Lower ground floor mainstreet entrance. Photo: © Karin Borghouts.

Finally, the last of those staircases: the third new one, is found on the lower ground floor, which offers a new, fully accessible entrance to be used largely by groups – although the original, grand portico remains fully operational as an entrance, fronted by my favourite of Cristina Iglesias’s many nature-inspired fountains. The rather unobtrusive, new side entrance flows through glass doors into a low-ceilinged hallway of shimmering white – setting the tone for the modern masters galleries upstairs. Here, there is ample space for ticketing, a shop, a cloakroom and visitor facilities (including a whimsical ladies lavatory decorated to resemble a luxurious, white, padded cell). At its far end is an elegant swirl of a spiral staircase, whisking visitors up to the grandeur and chandeliers of the Empress Hall. It’s a lovely way to arrive – or descend.

Whether these many unusual moves, in the building and the arrangement of its contents, are enough to draw the crowds the museum hopes for remains to be seen. A true art lover would be churlish indeed to avoid experiencing such an astounding collection, in such a fascinating sequence of spaces, simply because of a curatorial conflict. And if it stirs up interest, intrigue and even controversy, then a new wave of visitors may well follow. I predict even the most disgruntled older visitor will be appeased if they spend time eating or drinking in the museum restaurant – one of the most glamorous I have encountered in an institution, and a great place in which to debate the pros and cons of the curatorial hang.

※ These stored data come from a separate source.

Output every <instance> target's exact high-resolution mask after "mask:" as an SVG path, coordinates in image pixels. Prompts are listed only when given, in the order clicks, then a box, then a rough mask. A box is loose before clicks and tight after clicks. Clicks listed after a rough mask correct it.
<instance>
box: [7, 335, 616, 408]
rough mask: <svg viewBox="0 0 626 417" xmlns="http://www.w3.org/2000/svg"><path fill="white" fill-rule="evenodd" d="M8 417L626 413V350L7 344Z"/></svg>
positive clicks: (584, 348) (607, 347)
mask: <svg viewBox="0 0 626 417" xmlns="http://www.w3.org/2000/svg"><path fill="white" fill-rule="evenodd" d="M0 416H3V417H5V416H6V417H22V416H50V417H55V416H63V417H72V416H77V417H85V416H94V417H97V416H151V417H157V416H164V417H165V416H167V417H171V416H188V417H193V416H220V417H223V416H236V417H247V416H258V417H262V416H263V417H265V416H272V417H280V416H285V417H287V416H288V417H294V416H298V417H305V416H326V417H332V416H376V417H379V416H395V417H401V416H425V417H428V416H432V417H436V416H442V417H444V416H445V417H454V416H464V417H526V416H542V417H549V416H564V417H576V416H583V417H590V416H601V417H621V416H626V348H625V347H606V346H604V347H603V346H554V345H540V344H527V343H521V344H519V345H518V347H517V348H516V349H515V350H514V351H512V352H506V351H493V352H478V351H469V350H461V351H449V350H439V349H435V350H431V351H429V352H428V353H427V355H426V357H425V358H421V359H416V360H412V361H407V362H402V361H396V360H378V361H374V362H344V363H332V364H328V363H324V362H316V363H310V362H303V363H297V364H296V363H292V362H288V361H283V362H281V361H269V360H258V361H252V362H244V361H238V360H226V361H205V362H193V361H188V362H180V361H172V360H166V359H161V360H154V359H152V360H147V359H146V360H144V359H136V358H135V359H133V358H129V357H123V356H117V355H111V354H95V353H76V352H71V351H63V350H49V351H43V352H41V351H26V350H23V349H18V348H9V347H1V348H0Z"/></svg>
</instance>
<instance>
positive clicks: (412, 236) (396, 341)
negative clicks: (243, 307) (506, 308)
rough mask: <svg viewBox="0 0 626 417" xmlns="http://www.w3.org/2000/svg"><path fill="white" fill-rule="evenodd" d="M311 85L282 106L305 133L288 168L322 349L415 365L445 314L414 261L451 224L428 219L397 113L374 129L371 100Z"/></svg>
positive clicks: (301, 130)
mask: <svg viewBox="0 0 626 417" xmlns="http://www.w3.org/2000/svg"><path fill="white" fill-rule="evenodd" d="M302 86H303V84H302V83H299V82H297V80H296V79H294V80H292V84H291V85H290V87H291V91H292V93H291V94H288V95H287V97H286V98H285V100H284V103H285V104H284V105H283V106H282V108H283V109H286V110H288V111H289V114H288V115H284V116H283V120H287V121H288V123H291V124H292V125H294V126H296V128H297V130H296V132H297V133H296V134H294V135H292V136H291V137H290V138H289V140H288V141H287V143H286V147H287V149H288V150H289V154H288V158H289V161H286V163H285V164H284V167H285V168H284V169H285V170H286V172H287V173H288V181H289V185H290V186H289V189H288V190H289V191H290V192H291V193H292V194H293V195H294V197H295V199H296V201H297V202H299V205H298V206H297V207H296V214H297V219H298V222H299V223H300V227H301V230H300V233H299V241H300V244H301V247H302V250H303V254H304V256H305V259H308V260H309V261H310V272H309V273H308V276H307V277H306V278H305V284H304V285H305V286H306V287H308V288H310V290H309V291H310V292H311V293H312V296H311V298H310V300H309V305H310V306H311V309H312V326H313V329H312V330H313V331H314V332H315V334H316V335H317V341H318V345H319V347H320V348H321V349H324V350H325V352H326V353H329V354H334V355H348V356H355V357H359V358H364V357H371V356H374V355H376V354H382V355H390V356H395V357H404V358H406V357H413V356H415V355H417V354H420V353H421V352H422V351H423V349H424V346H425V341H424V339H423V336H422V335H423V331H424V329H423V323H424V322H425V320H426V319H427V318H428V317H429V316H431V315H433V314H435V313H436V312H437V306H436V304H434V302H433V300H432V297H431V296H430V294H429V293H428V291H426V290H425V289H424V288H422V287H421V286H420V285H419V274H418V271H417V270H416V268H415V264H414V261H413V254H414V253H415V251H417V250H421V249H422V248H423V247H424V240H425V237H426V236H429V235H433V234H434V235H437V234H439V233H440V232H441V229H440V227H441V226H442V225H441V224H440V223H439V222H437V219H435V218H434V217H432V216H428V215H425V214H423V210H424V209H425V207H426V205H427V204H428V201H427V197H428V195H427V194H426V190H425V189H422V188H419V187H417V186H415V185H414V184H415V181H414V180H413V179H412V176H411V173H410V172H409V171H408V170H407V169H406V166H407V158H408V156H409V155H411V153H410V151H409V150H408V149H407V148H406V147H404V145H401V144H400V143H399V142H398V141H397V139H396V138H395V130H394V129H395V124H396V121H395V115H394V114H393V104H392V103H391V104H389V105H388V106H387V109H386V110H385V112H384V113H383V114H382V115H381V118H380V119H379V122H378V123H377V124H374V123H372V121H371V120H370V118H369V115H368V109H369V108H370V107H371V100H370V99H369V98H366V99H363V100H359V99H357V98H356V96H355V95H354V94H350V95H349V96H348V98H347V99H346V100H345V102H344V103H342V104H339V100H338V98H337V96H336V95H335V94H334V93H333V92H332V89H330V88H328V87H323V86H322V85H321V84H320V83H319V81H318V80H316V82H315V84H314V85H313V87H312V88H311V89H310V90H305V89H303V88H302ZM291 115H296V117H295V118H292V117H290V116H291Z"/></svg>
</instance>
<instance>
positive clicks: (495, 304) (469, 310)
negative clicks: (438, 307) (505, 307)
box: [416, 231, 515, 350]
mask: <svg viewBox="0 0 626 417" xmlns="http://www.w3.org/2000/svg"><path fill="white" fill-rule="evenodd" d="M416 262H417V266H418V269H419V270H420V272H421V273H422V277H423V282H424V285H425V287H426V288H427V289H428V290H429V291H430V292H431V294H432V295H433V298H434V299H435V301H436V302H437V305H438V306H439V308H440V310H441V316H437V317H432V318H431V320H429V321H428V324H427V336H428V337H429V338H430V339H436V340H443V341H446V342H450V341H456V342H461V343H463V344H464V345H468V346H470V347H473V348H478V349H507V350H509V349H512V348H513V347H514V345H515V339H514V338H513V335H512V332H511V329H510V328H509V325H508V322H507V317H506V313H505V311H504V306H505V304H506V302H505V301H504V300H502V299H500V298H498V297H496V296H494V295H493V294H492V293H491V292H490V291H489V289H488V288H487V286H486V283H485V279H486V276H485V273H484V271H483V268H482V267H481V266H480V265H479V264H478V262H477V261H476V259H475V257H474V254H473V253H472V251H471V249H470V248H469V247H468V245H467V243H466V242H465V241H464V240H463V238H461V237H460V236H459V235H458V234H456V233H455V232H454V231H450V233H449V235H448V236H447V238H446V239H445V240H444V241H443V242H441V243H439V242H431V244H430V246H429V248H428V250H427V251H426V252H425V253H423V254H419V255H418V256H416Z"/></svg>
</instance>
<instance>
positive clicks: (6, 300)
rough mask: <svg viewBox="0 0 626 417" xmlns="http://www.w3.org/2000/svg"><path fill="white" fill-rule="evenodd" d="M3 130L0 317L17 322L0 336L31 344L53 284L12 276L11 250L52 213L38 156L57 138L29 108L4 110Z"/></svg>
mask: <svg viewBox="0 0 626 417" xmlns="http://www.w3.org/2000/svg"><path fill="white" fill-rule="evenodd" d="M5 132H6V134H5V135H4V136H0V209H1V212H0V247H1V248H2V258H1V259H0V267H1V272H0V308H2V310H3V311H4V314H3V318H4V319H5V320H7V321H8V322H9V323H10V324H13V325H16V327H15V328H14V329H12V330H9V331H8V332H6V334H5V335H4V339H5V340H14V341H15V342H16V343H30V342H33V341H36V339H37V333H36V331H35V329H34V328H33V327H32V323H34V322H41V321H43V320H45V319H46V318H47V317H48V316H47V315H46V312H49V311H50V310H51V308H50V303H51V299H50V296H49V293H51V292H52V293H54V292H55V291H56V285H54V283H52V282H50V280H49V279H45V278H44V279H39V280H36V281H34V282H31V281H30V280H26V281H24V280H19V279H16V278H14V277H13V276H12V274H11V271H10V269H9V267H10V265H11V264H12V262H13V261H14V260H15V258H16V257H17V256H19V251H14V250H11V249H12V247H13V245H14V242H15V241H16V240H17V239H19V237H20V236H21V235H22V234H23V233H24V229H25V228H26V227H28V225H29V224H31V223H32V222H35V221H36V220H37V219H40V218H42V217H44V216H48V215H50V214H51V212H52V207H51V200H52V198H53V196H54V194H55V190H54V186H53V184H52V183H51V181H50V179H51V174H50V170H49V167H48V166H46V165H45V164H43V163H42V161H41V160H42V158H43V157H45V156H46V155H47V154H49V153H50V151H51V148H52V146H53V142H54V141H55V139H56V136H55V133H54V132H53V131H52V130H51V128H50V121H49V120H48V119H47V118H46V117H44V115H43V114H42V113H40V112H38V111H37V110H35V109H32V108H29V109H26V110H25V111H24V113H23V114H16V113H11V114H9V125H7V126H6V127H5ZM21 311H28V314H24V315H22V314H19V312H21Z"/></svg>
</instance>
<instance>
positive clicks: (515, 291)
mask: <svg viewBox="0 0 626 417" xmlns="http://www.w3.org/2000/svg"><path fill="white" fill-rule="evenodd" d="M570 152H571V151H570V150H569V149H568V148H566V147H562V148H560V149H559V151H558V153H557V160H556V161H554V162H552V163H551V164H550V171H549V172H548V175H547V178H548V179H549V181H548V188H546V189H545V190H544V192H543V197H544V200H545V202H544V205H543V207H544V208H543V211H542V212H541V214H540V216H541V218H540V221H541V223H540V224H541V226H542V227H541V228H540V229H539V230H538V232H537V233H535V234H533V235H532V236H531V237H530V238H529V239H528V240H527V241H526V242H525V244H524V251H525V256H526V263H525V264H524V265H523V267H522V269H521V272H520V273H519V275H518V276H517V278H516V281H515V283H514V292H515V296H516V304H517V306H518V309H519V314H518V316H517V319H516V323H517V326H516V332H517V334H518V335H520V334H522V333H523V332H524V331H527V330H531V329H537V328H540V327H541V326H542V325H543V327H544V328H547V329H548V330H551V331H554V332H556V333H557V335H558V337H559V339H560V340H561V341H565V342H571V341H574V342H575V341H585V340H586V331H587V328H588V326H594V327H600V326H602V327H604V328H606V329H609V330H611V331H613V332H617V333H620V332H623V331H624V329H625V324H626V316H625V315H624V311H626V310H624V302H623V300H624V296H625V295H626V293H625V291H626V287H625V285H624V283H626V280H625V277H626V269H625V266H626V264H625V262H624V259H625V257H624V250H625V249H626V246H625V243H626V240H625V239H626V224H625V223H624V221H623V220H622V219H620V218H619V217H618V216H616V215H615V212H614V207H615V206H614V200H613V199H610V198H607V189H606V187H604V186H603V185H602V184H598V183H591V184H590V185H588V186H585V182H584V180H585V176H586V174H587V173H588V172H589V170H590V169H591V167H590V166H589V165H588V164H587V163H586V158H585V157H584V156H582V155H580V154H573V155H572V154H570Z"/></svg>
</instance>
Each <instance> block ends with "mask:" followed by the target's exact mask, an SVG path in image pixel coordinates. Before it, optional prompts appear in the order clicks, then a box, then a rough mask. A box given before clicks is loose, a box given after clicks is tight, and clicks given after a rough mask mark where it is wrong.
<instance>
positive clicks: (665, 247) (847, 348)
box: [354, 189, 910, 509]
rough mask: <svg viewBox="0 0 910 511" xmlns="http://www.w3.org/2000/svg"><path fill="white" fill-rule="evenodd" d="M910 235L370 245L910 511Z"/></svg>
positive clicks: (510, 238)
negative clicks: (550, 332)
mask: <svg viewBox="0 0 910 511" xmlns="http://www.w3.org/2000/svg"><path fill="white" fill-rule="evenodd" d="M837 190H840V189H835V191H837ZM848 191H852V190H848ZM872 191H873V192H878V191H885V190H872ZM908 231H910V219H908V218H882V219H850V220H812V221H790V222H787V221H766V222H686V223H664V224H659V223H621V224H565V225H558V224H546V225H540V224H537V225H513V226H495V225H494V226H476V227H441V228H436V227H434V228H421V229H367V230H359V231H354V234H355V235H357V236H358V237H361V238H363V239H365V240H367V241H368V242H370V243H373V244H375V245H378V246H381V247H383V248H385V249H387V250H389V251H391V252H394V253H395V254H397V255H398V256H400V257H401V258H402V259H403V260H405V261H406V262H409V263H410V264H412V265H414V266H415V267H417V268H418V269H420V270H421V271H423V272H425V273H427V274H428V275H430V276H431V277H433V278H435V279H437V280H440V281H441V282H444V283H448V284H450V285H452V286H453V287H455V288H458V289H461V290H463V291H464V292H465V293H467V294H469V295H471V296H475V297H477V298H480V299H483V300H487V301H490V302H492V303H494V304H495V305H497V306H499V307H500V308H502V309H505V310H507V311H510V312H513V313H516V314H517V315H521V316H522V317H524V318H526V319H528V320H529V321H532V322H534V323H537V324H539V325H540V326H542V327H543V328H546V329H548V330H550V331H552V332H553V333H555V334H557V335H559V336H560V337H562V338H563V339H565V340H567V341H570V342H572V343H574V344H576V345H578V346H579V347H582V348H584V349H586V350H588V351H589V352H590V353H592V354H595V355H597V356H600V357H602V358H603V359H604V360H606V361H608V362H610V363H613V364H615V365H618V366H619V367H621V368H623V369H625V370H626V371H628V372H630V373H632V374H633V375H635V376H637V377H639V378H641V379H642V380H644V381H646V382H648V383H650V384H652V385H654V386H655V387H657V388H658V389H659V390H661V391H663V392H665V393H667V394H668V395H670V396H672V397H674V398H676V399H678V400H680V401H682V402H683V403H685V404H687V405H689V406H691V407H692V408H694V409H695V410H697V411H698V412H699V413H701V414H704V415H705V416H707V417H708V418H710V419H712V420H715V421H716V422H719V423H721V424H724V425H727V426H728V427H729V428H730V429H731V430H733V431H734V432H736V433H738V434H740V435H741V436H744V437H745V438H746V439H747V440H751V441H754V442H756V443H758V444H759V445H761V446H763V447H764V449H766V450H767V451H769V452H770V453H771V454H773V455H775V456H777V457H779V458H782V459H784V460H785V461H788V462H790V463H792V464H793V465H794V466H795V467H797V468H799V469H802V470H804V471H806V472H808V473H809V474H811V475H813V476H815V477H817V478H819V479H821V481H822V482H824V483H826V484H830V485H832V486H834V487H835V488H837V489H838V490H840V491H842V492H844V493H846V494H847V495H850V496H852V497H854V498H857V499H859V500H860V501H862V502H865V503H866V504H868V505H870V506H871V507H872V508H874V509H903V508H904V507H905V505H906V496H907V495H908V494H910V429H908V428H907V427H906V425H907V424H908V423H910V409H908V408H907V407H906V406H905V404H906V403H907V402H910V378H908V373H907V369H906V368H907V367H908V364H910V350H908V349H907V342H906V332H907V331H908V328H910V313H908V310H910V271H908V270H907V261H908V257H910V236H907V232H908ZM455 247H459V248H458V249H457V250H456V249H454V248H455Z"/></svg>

For KAAN Architecten, it has certainly helped to put its practice on the map. I ask Scipio if she had done a restoration before. “No, not before this one. After this, many,” she says. “There are always different ideas, but the starting point is always understanding the original design. If you have heritage and it is still standing, then it has qualities. And if you figure out what that quality was, and bring it back, you can do a lot.”